Sazonov was not making these overtures in a vacuum. Since 1912 Austria had been under steadily increasing economic and diplomatic pressure in the Near East from her ostensible ally. Throughout the Balkans and Asia Minor the business interests of the two empires clashed noisily. For all the kaiser’s rhetoric of fidelity and brotherhood, Bethmann-Hollweg’s consistent advocacy of restraint and compromise seemed in Vienna only to bind Austria’s hands in dealing with adversaries bent on her destruction. In Berlin, more and more policy makers were becoming more and more open in describing their Austrian connection as an alliance with a corpse. Bethmann-Hollweg’s speculations on the Dual Monarchy’s declining viability were paralleled by Foreign Secretary Gottlieb von Jagow’s description of the Habsburg dynasty as a House of Atreus, stumbling from catastrophe to catastrophe.18
Austria’s emerging role as the new Sick Man of Europe involved perceptions as well as realities. In an age still influenced by positivism, among men intellectually formed when scientific objectivity was gaining the status of a shibboleth, it was easy to accept diplomatic situations as given, unsusceptible to alteration by human efforts. In Britain, publicists like R. W. Seton-Watson and Henry Wickham Steed predicted glorious futures for the young and vigorous Slavic peoples of southeastern Europe, once the Habsburg Empire should disappear. French graduates of the École Libre des Sciences Politiques, considering Austria’s demise imminent, were constructing alternate systems based on the soon-to-be-autonomous Czechs and Yugoslavs.
Arguments constantly repeated tend to acquire both a life of their own and a certain ascriptive credibility. Russia, France, and Britain individually were increasingly unwilling to run any significant risks to sustain Austria’s existence as a participant in the great-power political system. None of the three states trusted the other two deeply enough to risk alienating them by advocating policies of restraint and support towards Austria. France, over the protests of her ambassador to Vienna, bowed to Russian pressure in refusing the Austro-Hungarian government access to the Paris Bourse in 1909–10. France was also increasingly ready to develop Greece as a bridgehead for the penetration of the Balkan Peninsula and the Ottoman Empire. British policies in principle recognized Austria’s role as a counterweight to Russian ambitions in the Near East. In practice the foreign office followed a modification of the Fifth Commandment: Thou shalt not kill/ But need not strive/ Excessively to keep alive. Sir Edward Grey regarded British support for Austria as risking misinterpretation in Germany, as an attempt to detach her only ally. Proposed concessions to Austria were also carefully scrutinized for their possible impact in Paris and St. Petersburg—sometimes with a dose of cant gratuitously added. When in 1910 the foreign office thwarted the Hungarian government’s negotiations for a loan in London, it justified its decision by explaining that the money might be spent on armaments.19
None of the entente governments gave serious consideration on a policy-making level to what might happen should Austria not choose to disappear quietly. Perhaps this was another manifestation of the Age of Science. If Austria’s fate were objectively certain, she would disappear as the mastodon and the saber-tooth tiger had disappeared: without significantly disturbing the march of history.
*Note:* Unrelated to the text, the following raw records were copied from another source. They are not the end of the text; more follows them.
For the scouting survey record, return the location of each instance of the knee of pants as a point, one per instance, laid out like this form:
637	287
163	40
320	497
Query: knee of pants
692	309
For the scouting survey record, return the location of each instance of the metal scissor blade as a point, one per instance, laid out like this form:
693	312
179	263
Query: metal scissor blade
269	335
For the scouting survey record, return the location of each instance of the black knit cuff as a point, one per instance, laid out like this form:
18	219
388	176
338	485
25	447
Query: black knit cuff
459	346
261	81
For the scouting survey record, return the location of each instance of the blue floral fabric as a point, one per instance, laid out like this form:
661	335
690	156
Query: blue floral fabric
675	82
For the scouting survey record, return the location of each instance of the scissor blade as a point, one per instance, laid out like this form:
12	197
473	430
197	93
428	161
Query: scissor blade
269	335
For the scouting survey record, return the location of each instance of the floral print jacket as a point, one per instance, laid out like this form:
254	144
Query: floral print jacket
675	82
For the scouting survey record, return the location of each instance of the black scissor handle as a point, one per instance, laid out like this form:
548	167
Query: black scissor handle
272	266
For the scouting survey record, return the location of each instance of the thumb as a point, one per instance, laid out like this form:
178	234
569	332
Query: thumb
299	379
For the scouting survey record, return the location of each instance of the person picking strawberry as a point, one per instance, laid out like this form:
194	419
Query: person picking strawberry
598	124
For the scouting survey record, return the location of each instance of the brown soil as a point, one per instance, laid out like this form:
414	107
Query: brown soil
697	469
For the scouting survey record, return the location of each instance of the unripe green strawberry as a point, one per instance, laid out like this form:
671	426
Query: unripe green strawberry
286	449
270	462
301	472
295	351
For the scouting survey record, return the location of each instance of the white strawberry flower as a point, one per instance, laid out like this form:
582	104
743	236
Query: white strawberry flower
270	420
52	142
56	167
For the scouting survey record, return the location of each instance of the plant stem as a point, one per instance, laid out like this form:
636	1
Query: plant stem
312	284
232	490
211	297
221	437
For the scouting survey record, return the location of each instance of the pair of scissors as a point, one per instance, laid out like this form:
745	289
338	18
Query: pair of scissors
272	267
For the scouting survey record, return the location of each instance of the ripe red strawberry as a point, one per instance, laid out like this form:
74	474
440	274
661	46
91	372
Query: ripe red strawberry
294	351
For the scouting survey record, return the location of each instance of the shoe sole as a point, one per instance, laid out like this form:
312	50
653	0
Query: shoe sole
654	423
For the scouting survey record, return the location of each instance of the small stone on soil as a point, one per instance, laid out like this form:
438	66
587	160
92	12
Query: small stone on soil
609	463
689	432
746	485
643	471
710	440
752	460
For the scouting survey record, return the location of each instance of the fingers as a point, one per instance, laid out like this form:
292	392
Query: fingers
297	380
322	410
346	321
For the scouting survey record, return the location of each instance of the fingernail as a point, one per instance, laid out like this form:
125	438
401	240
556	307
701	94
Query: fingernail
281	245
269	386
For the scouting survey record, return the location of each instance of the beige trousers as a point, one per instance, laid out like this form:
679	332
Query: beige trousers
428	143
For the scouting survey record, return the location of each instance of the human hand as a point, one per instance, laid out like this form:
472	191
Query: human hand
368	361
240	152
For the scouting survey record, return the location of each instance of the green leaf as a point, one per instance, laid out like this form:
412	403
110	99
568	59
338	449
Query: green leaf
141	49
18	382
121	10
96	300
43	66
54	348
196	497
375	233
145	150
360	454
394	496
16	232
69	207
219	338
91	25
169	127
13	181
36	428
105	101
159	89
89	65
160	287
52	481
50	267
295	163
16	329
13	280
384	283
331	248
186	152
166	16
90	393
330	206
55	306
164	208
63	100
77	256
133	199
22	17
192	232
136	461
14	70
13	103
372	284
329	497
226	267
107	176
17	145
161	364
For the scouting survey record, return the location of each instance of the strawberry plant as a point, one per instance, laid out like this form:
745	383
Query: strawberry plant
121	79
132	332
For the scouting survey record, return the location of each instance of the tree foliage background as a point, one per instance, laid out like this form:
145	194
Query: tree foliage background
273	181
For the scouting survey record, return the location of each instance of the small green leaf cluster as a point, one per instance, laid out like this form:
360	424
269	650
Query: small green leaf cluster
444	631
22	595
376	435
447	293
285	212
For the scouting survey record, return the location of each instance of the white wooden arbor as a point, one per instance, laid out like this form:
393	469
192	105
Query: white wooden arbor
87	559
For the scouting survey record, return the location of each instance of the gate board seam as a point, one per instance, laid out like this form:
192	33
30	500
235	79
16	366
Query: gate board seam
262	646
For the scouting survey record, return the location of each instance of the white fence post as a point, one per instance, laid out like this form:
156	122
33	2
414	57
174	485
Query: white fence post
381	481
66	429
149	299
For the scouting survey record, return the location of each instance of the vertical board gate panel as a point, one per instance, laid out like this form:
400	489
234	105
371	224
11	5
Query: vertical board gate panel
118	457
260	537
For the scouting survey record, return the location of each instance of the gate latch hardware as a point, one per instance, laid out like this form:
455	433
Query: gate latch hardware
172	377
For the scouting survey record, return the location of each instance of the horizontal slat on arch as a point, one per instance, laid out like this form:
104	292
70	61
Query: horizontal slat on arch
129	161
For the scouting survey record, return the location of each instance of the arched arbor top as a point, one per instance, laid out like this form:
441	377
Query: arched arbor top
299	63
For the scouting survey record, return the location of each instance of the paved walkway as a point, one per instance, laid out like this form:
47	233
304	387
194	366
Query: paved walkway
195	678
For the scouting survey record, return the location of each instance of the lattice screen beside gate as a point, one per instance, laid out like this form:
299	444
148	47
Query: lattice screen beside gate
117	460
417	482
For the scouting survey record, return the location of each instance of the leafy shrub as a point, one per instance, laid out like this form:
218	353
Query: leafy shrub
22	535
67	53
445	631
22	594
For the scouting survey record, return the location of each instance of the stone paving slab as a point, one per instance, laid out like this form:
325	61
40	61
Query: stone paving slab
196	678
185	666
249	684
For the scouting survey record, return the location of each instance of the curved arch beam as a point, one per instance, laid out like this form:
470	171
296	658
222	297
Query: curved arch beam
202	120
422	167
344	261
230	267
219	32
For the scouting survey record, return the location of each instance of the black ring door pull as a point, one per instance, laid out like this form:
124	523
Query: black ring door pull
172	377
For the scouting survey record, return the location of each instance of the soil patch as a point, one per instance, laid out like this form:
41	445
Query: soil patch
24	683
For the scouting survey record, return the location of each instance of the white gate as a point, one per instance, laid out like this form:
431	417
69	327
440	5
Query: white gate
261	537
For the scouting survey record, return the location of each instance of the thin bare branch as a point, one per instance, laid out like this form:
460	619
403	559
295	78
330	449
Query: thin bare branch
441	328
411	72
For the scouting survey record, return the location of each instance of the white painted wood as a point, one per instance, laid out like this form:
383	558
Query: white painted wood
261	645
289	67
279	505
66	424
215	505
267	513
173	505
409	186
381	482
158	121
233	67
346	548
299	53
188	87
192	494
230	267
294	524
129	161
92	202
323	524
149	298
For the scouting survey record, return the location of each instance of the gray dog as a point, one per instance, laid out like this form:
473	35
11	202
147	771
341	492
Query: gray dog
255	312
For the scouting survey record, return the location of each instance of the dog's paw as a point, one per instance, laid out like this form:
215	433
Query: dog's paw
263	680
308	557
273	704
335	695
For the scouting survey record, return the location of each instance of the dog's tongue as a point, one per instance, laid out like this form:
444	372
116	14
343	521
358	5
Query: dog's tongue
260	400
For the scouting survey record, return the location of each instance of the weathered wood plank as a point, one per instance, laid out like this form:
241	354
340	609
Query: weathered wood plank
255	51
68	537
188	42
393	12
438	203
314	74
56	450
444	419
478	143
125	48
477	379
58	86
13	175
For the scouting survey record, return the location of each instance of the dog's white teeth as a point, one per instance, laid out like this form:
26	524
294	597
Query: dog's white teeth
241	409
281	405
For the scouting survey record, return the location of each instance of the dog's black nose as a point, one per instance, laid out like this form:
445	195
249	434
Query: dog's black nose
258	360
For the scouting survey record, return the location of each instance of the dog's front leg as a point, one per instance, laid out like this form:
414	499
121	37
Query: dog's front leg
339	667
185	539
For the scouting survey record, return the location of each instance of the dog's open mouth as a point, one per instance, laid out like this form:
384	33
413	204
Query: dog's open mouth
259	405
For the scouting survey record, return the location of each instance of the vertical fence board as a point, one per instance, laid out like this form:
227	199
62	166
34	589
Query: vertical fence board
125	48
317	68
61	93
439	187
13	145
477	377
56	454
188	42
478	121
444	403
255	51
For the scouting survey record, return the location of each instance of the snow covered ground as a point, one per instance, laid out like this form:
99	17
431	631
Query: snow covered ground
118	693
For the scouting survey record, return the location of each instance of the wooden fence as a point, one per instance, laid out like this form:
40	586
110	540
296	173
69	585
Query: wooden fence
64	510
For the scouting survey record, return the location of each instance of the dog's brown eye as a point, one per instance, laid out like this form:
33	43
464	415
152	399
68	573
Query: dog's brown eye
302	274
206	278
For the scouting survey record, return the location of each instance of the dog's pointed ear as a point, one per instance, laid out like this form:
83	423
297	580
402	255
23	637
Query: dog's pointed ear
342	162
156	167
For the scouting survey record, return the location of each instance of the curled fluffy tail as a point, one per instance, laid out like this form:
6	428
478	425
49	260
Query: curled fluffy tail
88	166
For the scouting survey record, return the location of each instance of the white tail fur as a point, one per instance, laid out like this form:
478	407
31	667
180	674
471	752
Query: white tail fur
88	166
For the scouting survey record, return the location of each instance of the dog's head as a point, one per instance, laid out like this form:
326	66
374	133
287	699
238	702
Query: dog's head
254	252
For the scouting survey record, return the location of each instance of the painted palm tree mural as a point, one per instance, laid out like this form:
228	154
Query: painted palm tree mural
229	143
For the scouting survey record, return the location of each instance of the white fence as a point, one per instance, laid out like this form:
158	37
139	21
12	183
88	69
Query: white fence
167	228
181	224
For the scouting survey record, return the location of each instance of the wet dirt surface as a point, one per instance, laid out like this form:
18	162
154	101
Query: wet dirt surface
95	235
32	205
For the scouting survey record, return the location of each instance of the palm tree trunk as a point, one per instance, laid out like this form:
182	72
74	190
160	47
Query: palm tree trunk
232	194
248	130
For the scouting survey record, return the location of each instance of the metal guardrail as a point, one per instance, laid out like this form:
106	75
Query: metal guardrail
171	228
But if other great powers might have little sympathy with Austria’s increasingly strident claims that her vital interests were being neglected, Germany could not ignore them. Apart from the possible consequences of the Dual Monarchy’s total collapse, Vienna’s growing concentration on the Balkans was a serious danger sign. Should Austria in effect relinquish her great-power role, resigning herself to regional status and pursuing regional interests, Germany would be thrown on her own resources, no longer one of three, as in Bismarck’s ideal, no longer even one of two, but one alone, too weak to stand for long, much less conduct a European concert.
Bethmann’s increasing doubts of Austria’s viability only encouraged his support for a policy of caution and circumspection in the Balkans, as opposed to forceful unilateral action the fragile empire might be unable to sustain. Germany’s insistence that the will of the powers in that region was best exercised collectively, through the Concert of Europe, was correspondingly designed to serve two interlocking ends. The Concert would solidify Anglo-German detente, but also underwrite Austria’s status and position. The Habsburg monarchy and the peace of Europe would be preserved; Germany’s prospects for becoming Europe’s new coachman would be correspondingly enhanced.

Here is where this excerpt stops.